ハッとして、申し訳御座いません、すぐお持ち致しますとコーヒーを下げようした時、ふと気がつく。
......この匂い、
耀子の香水の匂いを知っている気がしたが、取り敢えず今はそれどころじゃない。今度は直接カフェへ出向きラテを受け取ると、もう一度第二会議室に持っていく。
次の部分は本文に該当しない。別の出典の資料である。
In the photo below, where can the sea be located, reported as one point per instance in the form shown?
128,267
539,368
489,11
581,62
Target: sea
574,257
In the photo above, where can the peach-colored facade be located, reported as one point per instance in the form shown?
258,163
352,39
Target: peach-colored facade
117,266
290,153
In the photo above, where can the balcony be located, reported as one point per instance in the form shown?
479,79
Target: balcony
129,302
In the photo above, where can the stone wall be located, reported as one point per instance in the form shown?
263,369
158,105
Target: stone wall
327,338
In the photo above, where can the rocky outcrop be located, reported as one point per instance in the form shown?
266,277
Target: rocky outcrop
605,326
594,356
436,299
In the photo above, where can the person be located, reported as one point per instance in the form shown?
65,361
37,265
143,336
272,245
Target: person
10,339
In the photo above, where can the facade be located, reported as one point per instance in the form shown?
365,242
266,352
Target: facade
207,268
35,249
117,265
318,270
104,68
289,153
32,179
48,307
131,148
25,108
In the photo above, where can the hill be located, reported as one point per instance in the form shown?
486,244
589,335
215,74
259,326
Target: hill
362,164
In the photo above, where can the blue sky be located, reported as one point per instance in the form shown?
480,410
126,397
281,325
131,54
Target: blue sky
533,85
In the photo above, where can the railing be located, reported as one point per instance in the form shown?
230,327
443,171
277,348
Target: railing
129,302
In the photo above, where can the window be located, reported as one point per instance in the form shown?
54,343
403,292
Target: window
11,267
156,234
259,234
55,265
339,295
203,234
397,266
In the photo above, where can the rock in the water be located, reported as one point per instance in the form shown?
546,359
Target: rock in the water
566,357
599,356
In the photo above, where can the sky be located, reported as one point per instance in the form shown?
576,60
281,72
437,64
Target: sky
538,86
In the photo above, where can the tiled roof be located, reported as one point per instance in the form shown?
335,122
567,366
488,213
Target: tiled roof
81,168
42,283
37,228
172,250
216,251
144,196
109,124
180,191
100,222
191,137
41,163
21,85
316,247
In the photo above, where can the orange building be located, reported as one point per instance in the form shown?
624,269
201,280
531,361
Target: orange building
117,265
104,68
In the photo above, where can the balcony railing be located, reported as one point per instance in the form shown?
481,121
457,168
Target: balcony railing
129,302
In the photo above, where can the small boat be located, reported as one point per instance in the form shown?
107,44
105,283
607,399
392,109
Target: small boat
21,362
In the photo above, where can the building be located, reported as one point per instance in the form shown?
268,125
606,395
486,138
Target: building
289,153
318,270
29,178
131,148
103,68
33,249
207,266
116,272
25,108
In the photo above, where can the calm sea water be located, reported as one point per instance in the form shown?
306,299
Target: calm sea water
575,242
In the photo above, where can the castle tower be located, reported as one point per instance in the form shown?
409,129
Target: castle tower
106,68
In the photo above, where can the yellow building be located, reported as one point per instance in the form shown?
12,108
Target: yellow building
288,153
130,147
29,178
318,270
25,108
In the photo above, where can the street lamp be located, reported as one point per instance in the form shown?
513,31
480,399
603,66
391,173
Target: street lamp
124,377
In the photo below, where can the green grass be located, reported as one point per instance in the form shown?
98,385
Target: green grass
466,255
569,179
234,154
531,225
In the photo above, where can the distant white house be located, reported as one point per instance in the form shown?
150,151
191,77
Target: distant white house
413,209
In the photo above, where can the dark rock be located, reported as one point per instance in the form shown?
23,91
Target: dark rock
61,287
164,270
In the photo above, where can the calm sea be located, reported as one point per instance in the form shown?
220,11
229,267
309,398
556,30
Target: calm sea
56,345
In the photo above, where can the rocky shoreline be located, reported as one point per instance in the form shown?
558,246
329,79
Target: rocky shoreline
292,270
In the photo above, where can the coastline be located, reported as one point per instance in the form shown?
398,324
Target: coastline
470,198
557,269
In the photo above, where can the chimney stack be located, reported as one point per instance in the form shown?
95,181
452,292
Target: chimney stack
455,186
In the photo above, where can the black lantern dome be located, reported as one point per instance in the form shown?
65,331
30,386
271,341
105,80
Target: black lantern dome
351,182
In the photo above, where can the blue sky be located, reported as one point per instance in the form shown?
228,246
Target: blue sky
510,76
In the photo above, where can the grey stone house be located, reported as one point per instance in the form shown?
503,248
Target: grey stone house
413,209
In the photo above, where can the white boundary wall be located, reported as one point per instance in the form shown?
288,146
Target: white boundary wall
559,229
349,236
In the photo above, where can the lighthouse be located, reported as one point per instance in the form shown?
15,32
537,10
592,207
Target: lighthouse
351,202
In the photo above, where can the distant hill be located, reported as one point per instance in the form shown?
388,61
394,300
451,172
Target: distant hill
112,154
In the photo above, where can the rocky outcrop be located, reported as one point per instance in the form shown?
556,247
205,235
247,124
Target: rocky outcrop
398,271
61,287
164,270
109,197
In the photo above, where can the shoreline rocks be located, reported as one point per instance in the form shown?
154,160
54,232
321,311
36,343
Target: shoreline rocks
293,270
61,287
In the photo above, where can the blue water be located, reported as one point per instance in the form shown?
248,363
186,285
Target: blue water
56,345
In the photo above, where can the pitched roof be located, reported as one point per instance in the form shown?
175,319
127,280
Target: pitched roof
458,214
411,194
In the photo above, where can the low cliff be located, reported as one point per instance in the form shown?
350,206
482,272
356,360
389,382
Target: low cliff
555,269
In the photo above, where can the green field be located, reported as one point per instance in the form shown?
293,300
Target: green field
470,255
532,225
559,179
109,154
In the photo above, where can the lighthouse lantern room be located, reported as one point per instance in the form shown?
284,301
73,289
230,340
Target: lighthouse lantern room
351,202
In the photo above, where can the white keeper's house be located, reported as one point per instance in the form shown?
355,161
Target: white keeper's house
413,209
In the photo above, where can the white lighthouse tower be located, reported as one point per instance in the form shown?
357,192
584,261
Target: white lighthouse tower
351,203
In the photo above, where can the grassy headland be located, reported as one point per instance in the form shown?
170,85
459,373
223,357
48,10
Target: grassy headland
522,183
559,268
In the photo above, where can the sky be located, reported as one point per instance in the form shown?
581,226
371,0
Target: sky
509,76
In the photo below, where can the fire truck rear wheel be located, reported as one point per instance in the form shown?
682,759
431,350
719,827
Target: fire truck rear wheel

「御待たせして申し訳ございません。ラテで御座います。」
礼の一言も無い耀子に代わり、恭司が有難うと言ってくれる。そんな恭司にキュンキュンして微笑み、ちらと耀子を見てべっと内心舌を出すと失礼致しますと第二会議室を後にした。
凪は専務室に戻ってから先程の匂いの正体に気付いた。
...あの人の香水の匂いって、あの晩恭司さんからした香水の匂いと同じっぽいな。あの日恭司さんが一緒に居たのってあの人か?まっ、いっか。
少しの疑問を覚えたが、恭司はあの晩から以前にも増して凪を大切に慈しみ、ちゃんと愛されている事を凪も分かっていた。だから耀子の香水の匂いに、あの晩恭司が一緒に居たのは耀子かも知れないと思ったが、そんな事は別にどうでもいい。凪にとってはもう過去だ。
小一時間程経った頃、恭司は第二会議室から戻ってきた。
「これから外出して、今日はもう戻らないから。...多分、帰りは遅くなると思う。先に食事を済ませて、眠くなったら先に寝てなさい。起きて待ってなくていいからね、いいかな?」
「はい。でも、やっぱり起きて待ってます。」
髪を撫でてそう言ってきた恭司に、凪は微笑んで返した。やっぱりおかえりって出迎えたい。
「なるべく早く帰るね。」と言って出て行った恭司を見送り、凪は第二会議室にカップを下げに行く。耀子残り香と、カップに付いた口紅の跡を見て、少しの不安を覚えた。